Allow me to suggest that the most misunderstood person in America is you, the business traveler.

Think about it. Except for the odd detail–the barber without a clue who coifs Bill; the whereabouts of Roger Cossack, Greta’s erstwhile Burden of Proof co-host; and Lindh’s SAT scores–we know all we need to know about that Tedious Trinity. But have you ever heard a single nugget of truth about business travelers? Of course not, because nobody knows the troubles we’ve seen except us.

So let me redress the balance and codify the truth about business travelers.

Business travel is now so expensive that only the best, brightest and most important corporate citizens are permitted to go on the road. That means we are people of power and influence in our companies. We give directions or formulate strategies and expect people in our company to do what we tell them to do. We rarely hear the word “no” in our office. But then we go on the road and the answer is always “no.” “No,” you can’t upgrade to first class, or “No,” your reservation isn’t in the computer, or “No,” we don’t have your rental car. Worse, the people who tell us “no” on the road are generally overworked, underpaid clerks. They would never, ever say “no” to their bosses. But we are fair game. That’s why we are always frustrated and cranky. Somebody on the road just told us “no”–and we never saw it coming.

Business travelers don’t get to be people of power and influence within their companies without being good at what they do. We fight and win our battles in the dog-eat-dog, only-the-strong-survive, Darwinian world of free enterprise. We grow, learn, and conquer in the free and competitive marketplace of ideas, products and services. On the other hand, the airline industry has been deregulated for less than 25 years. Airline executives and corporate cultures aren’t even a generation removed from the cost-plus, quasi-utility environment of their past. And when they get into trouble, there always seems to be a politician in their back pocket with a tax break or a bailout. Every time we walk onto an airplane, we look at how things are run and we know we can manage better, market better, sell better, plan better and satisfy customers better than the arrogant, hot-house flowers who run the airlines. We’re tougher and smarter than most top airline managers and their incompetent and profligate ways make us angry.

When you wake up in the morning and stare into the mirror in your hotel room, you see a business person who happens to be working away from the office today. Your needs and goals and motivation are no different than yesterday, when you happened to be working at your desk. But no one else gets it. They think that stepping onto an airplane or checking into a hotel room magically transformed you into a “traveler,” a mythic beast who roams the globe in search of diversion, enlightenment and pleasure. You’re just a stranger in a strange land trying to get your work done, yet the whole world treats you as if you’re a globe-trotting sybarite on holiday.
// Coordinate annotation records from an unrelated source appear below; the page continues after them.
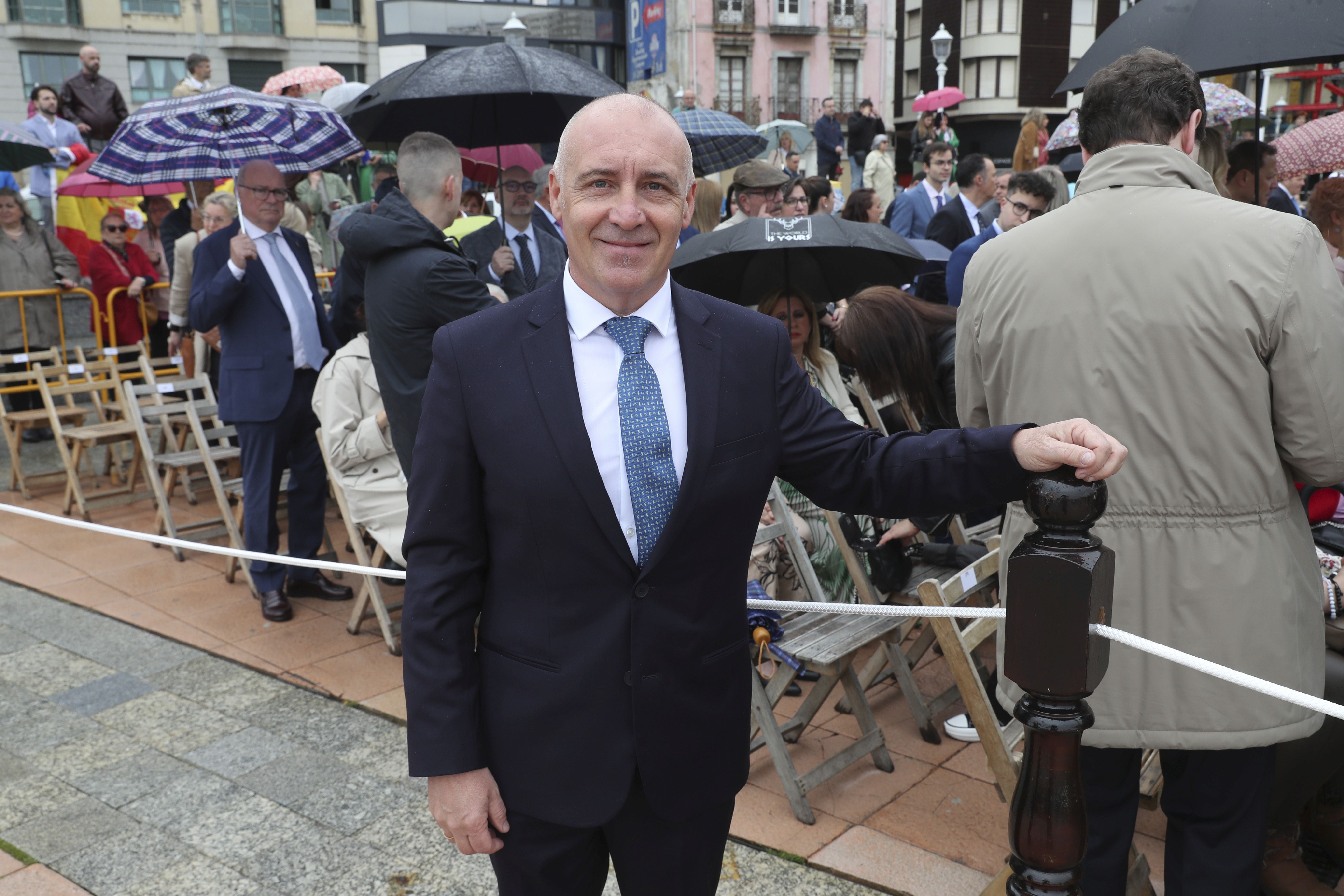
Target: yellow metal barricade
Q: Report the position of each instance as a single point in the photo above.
(19, 296)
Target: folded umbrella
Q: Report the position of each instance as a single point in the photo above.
(211, 135)
(307, 78)
(718, 142)
(21, 150)
(1219, 37)
(822, 256)
(1312, 150)
(936, 100)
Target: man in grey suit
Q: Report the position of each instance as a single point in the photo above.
(532, 258)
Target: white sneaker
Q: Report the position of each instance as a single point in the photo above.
(960, 729)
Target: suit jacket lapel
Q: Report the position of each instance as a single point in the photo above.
(701, 358)
(550, 367)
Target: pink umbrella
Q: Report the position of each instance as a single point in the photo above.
(936, 100)
(1314, 148)
(310, 80)
(479, 164)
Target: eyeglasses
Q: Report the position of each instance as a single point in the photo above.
(1022, 210)
(267, 193)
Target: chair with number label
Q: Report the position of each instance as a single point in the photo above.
(17, 422)
(77, 443)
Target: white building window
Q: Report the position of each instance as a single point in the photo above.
(991, 17)
(990, 77)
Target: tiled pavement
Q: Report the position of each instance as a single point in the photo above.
(933, 828)
(136, 766)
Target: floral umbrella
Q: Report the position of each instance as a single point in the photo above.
(310, 80)
(1066, 135)
(1314, 148)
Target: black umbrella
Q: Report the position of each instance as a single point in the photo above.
(1218, 37)
(499, 93)
(822, 256)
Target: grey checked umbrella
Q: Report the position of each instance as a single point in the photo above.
(718, 140)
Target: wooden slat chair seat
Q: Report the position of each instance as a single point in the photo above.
(76, 443)
(15, 422)
(369, 602)
(148, 405)
(827, 645)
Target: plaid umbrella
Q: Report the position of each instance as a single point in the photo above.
(1225, 105)
(211, 135)
(19, 148)
(718, 140)
(1314, 148)
(310, 78)
(1066, 135)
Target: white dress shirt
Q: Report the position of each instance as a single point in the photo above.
(269, 263)
(511, 234)
(972, 213)
(597, 369)
(935, 194)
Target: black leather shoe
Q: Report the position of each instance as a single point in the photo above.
(322, 588)
(275, 606)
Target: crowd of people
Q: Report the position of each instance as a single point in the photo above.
(367, 378)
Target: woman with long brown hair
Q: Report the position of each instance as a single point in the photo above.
(904, 347)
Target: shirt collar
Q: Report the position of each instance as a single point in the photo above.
(253, 229)
(585, 314)
(511, 232)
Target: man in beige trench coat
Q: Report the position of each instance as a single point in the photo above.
(1209, 336)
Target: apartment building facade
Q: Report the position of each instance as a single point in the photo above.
(144, 43)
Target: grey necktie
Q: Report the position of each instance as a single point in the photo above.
(303, 306)
(525, 258)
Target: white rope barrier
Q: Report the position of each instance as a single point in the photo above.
(1181, 658)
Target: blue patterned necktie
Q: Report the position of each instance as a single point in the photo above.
(644, 434)
(304, 311)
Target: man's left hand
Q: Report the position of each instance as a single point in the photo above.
(1074, 443)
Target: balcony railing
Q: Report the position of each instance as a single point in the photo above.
(734, 15)
(748, 109)
(847, 19)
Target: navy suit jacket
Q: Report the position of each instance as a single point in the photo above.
(912, 213)
(257, 366)
(589, 668)
(962, 258)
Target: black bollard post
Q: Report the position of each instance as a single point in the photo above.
(1060, 582)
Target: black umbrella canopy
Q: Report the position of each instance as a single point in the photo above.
(495, 95)
(822, 256)
(1218, 37)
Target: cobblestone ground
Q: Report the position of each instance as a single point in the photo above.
(138, 766)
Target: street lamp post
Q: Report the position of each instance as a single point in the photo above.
(941, 42)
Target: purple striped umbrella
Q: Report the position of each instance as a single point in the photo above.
(211, 135)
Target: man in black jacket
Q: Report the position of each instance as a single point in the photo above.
(417, 279)
(865, 126)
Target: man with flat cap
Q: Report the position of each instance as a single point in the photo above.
(760, 193)
(590, 468)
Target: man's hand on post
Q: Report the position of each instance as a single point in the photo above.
(241, 248)
(503, 261)
(467, 807)
(1074, 443)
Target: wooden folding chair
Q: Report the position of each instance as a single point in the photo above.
(827, 645)
(146, 404)
(370, 593)
(15, 422)
(959, 647)
(74, 443)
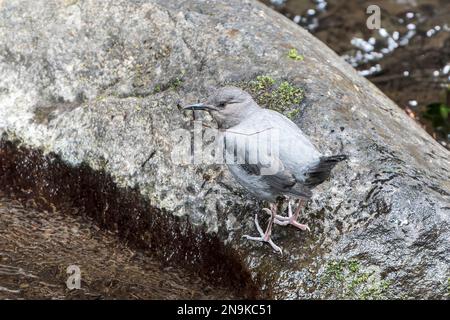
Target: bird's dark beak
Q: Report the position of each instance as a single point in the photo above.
(200, 106)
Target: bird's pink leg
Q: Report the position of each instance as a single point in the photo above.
(292, 218)
(265, 236)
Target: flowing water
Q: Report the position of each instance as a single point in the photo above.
(40, 245)
(408, 58)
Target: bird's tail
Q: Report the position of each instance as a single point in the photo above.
(334, 159)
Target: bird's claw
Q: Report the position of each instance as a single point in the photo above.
(289, 220)
(263, 236)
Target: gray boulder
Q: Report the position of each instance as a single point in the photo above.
(98, 82)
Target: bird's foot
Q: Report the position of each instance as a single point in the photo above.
(291, 219)
(264, 237)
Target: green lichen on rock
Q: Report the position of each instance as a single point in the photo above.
(294, 55)
(173, 84)
(281, 96)
(351, 281)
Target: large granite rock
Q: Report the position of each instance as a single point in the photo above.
(98, 82)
It may be a mixed metaphor, but it’s true: The airlines drive the bus. They lead, and we are often forced to follow. They control our destinies as well as our destinations. We may spend more time (and money) in hotels and rented cars, but our lives on the road are dominated by our relationship with the airlines. Maybe it’s because we spend all that time in a metal tube with our lives literally in their hands. Whatever the reason, what the airlines do affects our mental, business and physical equilibrium more than anything the hotel or car-rental industries do.

OUR 80/20 RULE
The rest of the world lumps all business travelers into one group. We know better. The 80 percent of us whose travels are primarily domestic know that we lead totally different lives from the 20 percent of us who are international travelers. Domestic business travelers and international business travelers have nothing in common except that we know the rest of the world doesn’t understand the differences between us.

Someone please tell the world’s marketers that the road to our hearts, minds and wallets is not paved with frequent-flyer miles and frequent-stay points. Real business travelers have all the miles and points they need–and far more free trips than we can ever claim. We earn so many miles for expenditures on the core business-travel products (transportation, lodging, credit cards and telecommunications), we’re not going to buy a couch or a magazine because we get some more miles. Gamers may relish the opportunity to refinance their mortgages or buy more pudding or switch gas stations for miles, but real business travelers are too busy for those games. What we want from the frequent-travel programs now is perks: the recognition that we are loyal, profitable customers; the upgrades and preferred treatment; a more comfortable life while we do business on the road; and a simple “thank you” for emptying our wallets into their cash registers.